It’s outrageous to claim that I’m more upset than my wife. I know, I know. To hear me tell it, you’d think I was the one who had the miscarriage.

Those who know us intimately might understand.

Over the past months I’ve allowed myself to emote freely about the ongoing tragedies of Katrina. Tears have been my safety valve, helping me cope. It’s almost been a point of pride. I certainly don’t buy into that “boys don’t cry” bullshit.

Xy, on the other hand, has only really cried once since Katrina, and that was when we saw the remake of King Kong. She was mad as hell at me for taking her to that movie.

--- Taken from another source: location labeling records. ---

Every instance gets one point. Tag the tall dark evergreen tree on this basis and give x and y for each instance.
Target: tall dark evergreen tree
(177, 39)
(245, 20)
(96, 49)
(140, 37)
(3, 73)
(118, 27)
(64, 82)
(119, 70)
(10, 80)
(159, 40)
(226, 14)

Yesterday, when all this craziness was happening, I kept feeling overwhelmed by emotions, and I found myself really craving a little of the old macho mystique. Xy needed me to be strong and reassuring. I guess I was — but, goddam, just barely.

Of course, telling yourself not to cry doesn’t work. The only mental trick that worked for me was telling myself that I was numb to it all. That held the tears at bay.

Today I took our huge load of laundry to the Bienville Washerateria. I laundered all the bloodstained clothes and towels from yesterday. I never mind going to the laundromat, which is a good thing since our washer and dryer were ruined by the flood. It gives me time to reflect. Today felt especially therapeutic. I got home and bawled my eyes out, and finally I’m starting to pull myself together.

Some will wonder why I choose to write about such painful stuff so publicly. Others will understand immediately. Some of us do our laundry at home, in private, while others do it at the laundromat where everyone can see. It’s not even a choice, really. It’s just who we are.

When we drove to the doctor’s office, Xy said we should think about adoption. On the way home, she was already talking about getting pregnant again. As the doctor was quick to point out, “The good news is that you got pregnant, and quickly.” He even said we could try again in a week, though the nurses said two weeks, and our book says several months.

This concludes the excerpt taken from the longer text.